The surge in dog fashion in the past 10 years reflects the huge shift in the place dogs have in our lives. Throughout human history, dogs have been our employees—herding sheep and warding off wild animals and human intruders.

These days, they’ve become more like furry children to many of us. This may contribute to our failure to recognize or remember that their psychology is vastly less sophisticated than ours.

For example, we tend to take for granted that dogs understand things a young child does—like that when "Mommy" goes out the door, she’ll be back; it isn’t “Goodbye forever!”

I was reminded of this when a friend, working from her new apartment, grumbled on Twitter about a dog barking endlessly in the apartment below.

Assuming the neighbors aren’t being burglarized very slowly, their poor pup is probably experiencing separation anxiety, a common problem in dogs.

I wrote about this doggie anguish—and a surprisingly easy way to train a dog out of its anxiety at their human going out the door—in my syndicated advice column:

Anthrozoologist John W.S. Bradshaw explains that over generations, we humans bred dogs to be emotionally dependent on us. Not surprisingly, dogs miss their owners, sometimes desperately, when they are separated from them—and other dogs don't seem to fill the emotional void. In one of Bradshaw's studies—of 40 Labrador retrievers and border collies—"well over 50 percent of the Labs and almost half of the collies showed some kind of separation distress" when left alone.

Fortunately, puppies can be trained to understand that your picking up your car keys isn't human-ese for "Goodbye forever!" Bradshaw's advice in "Dog Sense": "Pick up keys, go to door, praise dog." Next: Pick up keys. Go out door. Come right back in. Praise dog.

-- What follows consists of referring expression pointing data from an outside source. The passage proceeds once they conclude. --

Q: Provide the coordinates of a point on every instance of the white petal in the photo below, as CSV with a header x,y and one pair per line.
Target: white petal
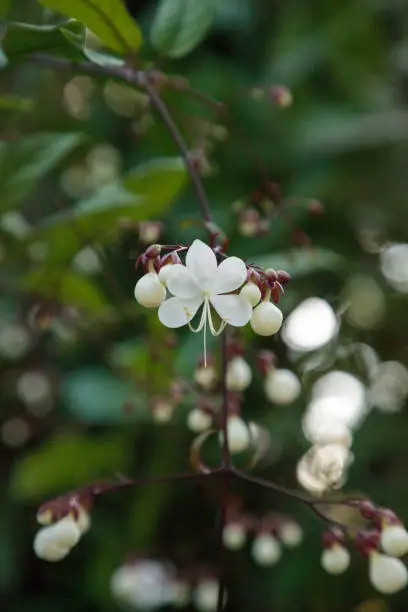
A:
x,y
233,309
202,264
181,284
230,275
176,313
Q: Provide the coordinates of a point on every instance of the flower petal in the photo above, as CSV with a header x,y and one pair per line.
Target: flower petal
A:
x,y
202,264
233,309
181,284
230,275
176,313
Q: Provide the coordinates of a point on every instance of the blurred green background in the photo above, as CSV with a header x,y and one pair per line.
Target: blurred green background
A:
x,y
73,322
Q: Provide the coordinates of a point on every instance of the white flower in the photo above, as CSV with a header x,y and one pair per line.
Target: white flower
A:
x,y
387,574
234,536
53,543
146,584
149,291
335,560
290,534
206,595
198,420
266,549
266,319
239,374
252,293
394,540
282,386
201,282
239,436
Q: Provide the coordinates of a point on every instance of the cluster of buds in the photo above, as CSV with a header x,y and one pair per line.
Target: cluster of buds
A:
x,y
151,583
281,386
383,542
60,532
268,536
238,293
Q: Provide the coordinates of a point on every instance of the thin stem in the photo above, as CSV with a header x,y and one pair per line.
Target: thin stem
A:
x,y
163,111
226,454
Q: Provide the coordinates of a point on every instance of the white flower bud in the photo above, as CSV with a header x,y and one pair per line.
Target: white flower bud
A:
x,y
206,595
290,534
239,436
164,273
266,549
394,540
149,291
198,420
234,536
387,574
239,374
53,543
266,319
282,386
206,377
335,560
252,293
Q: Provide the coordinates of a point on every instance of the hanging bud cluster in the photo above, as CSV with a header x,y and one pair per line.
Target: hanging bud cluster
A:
x,y
56,538
281,386
383,542
267,536
149,584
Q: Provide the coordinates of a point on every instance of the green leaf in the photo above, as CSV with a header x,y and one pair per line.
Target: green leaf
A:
x,y
108,19
95,395
301,262
69,287
64,40
180,25
67,461
25,162
146,191
15,103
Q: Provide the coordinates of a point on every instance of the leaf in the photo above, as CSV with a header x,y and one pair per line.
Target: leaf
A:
x,y
25,162
108,19
69,287
180,25
64,40
300,262
95,395
146,191
67,461
16,103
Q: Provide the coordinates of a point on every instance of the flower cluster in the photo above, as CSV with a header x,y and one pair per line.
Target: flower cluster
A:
x,y
231,290
149,584
268,535
383,542
55,540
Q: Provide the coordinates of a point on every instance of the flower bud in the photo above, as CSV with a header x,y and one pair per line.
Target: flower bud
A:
x,y
149,291
266,319
198,420
252,293
394,540
239,374
282,386
335,560
238,435
234,536
206,595
387,574
266,549
206,377
290,534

Next: Go out for increasingly longer intervals—and "go back a stage" (timewise) if the dog shows anxiety.

Doggie separation anxiety can also be an issue even when you’re still in the house.

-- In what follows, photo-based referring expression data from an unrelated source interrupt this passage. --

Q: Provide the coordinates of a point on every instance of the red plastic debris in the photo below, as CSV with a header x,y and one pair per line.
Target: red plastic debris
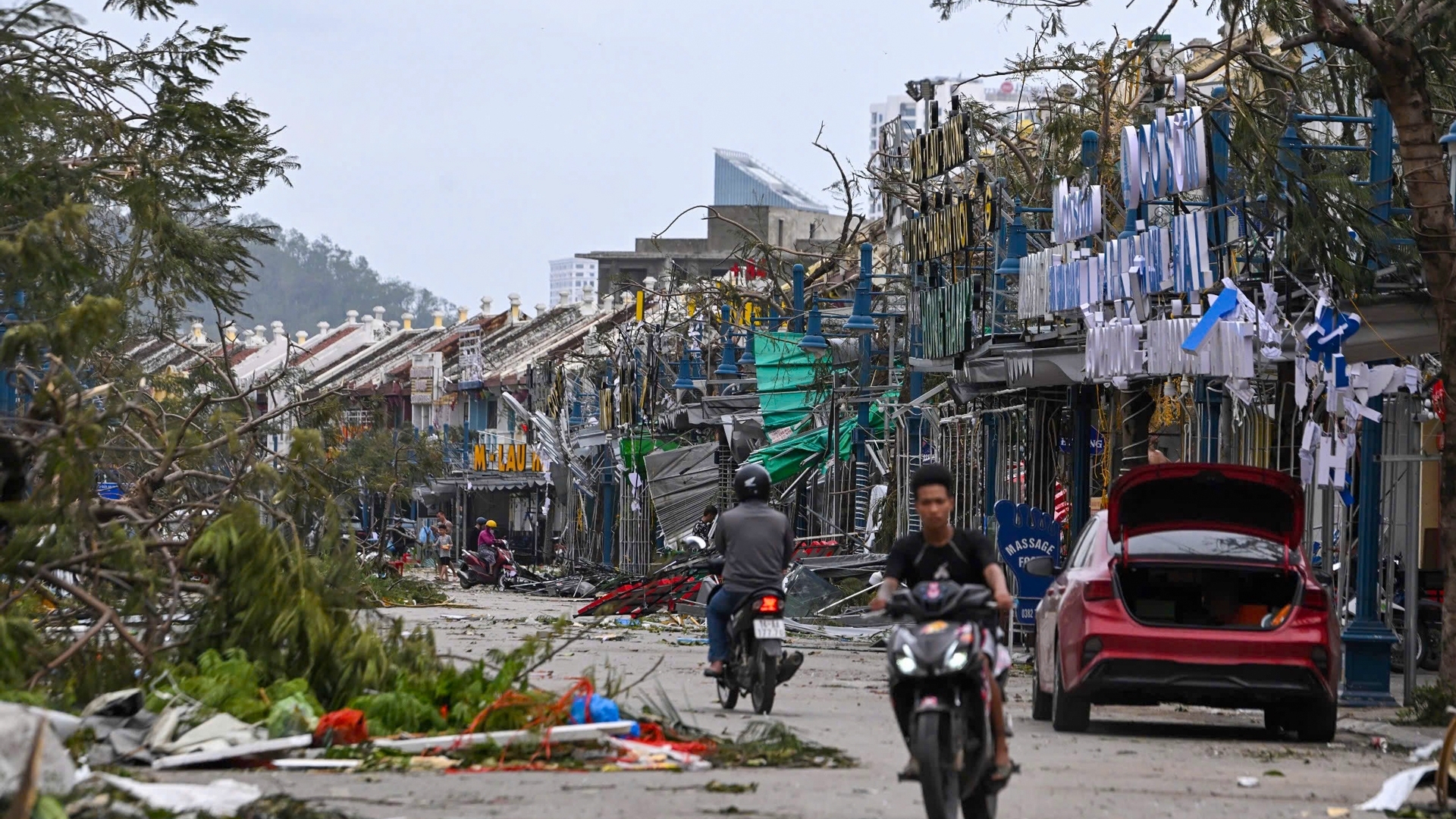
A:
x,y
346,726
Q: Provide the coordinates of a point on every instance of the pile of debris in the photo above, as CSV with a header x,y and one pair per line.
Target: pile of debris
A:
x,y
824,595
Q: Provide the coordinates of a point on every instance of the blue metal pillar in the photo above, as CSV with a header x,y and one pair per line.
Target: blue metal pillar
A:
x,y
1220,121
1008,268
1081,490
1212,403
1367,639
1382,169
609,490
862,417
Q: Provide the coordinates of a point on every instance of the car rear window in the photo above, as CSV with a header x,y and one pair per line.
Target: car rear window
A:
x,y
1184,544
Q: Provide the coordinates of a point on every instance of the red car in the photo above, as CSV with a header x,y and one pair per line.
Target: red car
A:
x,y
1191,588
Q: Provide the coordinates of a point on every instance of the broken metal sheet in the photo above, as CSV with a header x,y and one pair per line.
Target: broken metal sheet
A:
x,y
837,632
220,798
235,752
833,567
682,483
1398,789
223,727
316,764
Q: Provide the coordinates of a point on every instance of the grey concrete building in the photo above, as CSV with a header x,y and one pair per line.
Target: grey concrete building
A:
x,y
755,213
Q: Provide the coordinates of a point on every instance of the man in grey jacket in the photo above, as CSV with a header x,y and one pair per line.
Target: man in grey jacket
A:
x,y
758,545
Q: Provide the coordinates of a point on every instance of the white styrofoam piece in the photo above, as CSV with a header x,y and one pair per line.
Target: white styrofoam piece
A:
x,y
560,733
235,752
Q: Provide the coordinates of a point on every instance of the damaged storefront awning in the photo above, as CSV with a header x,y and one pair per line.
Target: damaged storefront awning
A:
x,y
682,483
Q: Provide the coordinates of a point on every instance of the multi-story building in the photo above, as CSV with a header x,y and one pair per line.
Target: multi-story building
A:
x,y
571,278
755,212
896,120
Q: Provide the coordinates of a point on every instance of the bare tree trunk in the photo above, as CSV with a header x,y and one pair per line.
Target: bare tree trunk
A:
x,y
1402,79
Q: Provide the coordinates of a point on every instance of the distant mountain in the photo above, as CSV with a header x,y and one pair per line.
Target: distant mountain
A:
x,y
302,281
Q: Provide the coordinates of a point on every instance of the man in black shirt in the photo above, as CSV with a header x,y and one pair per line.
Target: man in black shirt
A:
x,y
940,551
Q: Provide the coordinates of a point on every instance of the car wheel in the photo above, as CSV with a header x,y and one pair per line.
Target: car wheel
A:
x,y
1316,722
1069,713
1040,700
727,691
1432,645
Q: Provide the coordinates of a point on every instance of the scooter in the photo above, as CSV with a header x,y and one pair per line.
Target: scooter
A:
x,y
473,570
938,654
756,662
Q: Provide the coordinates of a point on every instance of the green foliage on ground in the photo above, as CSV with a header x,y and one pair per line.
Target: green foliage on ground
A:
x,y
302,281
1430,706
402,592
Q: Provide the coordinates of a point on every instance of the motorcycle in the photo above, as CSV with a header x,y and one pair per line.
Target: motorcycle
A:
x,y
756,662
938,654
1427,623
475,572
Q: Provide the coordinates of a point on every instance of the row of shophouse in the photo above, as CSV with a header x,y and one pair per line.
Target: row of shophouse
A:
x,y
469,379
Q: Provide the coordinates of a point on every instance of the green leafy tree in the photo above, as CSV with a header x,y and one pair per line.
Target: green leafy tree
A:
x,y
118,187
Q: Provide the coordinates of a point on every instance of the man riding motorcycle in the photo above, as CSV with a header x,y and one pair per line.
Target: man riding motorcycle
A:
x,y
758,545
940,551
485,542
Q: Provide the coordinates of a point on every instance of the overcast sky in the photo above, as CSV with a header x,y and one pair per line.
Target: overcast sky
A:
x,y
460,145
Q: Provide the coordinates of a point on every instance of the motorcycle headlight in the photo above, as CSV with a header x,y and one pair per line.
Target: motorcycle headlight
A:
x,y
905,664
957,657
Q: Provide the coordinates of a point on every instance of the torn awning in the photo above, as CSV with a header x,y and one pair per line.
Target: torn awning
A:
x,y
680,483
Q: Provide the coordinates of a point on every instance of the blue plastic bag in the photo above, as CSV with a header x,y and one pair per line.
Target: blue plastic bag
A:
x,y
599,710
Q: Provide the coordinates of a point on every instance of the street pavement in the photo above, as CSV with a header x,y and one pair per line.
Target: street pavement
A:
x,y
1133,763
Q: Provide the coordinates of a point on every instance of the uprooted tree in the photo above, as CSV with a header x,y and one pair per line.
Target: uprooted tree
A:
x,y
120,177
1392,50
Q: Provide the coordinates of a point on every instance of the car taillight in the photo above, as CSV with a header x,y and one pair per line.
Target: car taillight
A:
x,y
1315,599
1098,591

When I first brought my dog home as a puppy, I had a tiny little gated-off area near my office where I would contain her during the day so she wouldn't get into mischief when I couldn't keep a close eye on her. My house is tiny, so I was always feet away from her, and she'd sleep peacefully or gnaw on her little stuffed alligator.

She sleeps in my bed with me now that she's potty-trained. But before she came to understand that my duvet-covered bed was not a big fluffy toilet, I would set her in her little gated area at bedtime. I'd then get into bed and she'd then wail her little doggie head off... making me really popular with the guy in the apartment next door. I really, really didn’t want to be that neighbor. I had to figure something out fast.

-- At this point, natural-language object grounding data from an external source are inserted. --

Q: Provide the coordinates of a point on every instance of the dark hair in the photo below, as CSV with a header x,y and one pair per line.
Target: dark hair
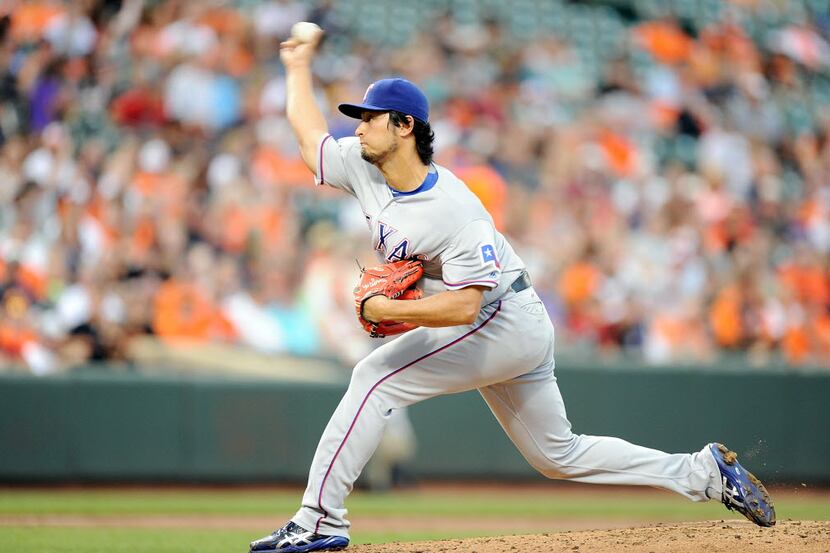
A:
x,y
424,135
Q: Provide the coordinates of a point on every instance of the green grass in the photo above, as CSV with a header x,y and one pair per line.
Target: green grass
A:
x,y
560,503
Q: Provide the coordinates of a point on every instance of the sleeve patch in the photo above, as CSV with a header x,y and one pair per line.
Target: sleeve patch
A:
x,y
488,255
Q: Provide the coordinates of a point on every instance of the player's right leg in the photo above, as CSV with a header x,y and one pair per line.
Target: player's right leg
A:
x,y
531,410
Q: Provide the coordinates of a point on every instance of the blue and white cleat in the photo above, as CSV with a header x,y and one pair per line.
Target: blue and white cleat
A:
x,y
742,491
293,538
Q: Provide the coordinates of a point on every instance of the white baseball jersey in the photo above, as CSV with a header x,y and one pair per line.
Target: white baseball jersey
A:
x,y
441,223
506,354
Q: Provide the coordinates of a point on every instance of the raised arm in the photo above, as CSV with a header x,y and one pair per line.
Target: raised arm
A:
x,y
304,115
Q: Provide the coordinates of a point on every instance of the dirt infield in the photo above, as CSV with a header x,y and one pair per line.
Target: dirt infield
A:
x,y
712,537
726,536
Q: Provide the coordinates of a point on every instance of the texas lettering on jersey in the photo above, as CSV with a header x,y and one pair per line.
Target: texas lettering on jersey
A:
x,y
386,238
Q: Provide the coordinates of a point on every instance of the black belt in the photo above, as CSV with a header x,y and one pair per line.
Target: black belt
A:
x,y
521,283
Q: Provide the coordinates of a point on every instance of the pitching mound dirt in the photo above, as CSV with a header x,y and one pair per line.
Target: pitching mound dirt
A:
x,y
712,537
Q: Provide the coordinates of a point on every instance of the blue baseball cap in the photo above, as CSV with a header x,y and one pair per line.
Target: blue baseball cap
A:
x,y
391,95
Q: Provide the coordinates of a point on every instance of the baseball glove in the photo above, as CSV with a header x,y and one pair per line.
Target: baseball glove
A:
x,y
394,280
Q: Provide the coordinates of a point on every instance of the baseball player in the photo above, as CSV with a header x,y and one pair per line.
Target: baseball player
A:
x,y
480,325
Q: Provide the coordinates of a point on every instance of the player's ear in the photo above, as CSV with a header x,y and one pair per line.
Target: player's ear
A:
x,y
407,126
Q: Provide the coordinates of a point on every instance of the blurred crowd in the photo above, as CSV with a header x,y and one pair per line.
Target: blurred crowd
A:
x,y
663,167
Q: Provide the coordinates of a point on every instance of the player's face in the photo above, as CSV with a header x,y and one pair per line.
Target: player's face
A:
x,y
378,140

Reflecting on what I’d learned from Bradshaw about dogs being so deeply bonded to their “person,” and then recalling what a great sense of smell dogs have, it occurred to me that my dog might not have to be in bed with me. Maybe just being near me would do the job.

Conveniently, my dog is not some giant, wolfen beast. She’s a foofy little 6-pound Chinese crested, with white pom-pom feet, so it seems there’s Tupperware for this sort of situation: a big see-through-ish rectangular plastic box, 4 feet long, 3 feet high.

I put it next to my bed, put her bed and a pee pad in it, and set my dog down in it.

She turned around three times, curled up, and went to sleep.

I felt enormous relief—and a little guilt at not recognizing a big way dog feelings and human feelings are extremely similar.

As I wrote in my column:

We call dogs “man's best friend” and treat them just like our human best friends—if at 11 p.m. you say to your BFF, "Wow—wouldja look at the time," gently remove her beer from her hand, and usher her to her cage in your laundry room.

Disclosure: “As an Amazon Associate I earn from qualifying purchases.”

References

Bradshaw, John. Dog Sense: How the new science of dog behavior can make you a better friend to your pet. Basic Books, 2012.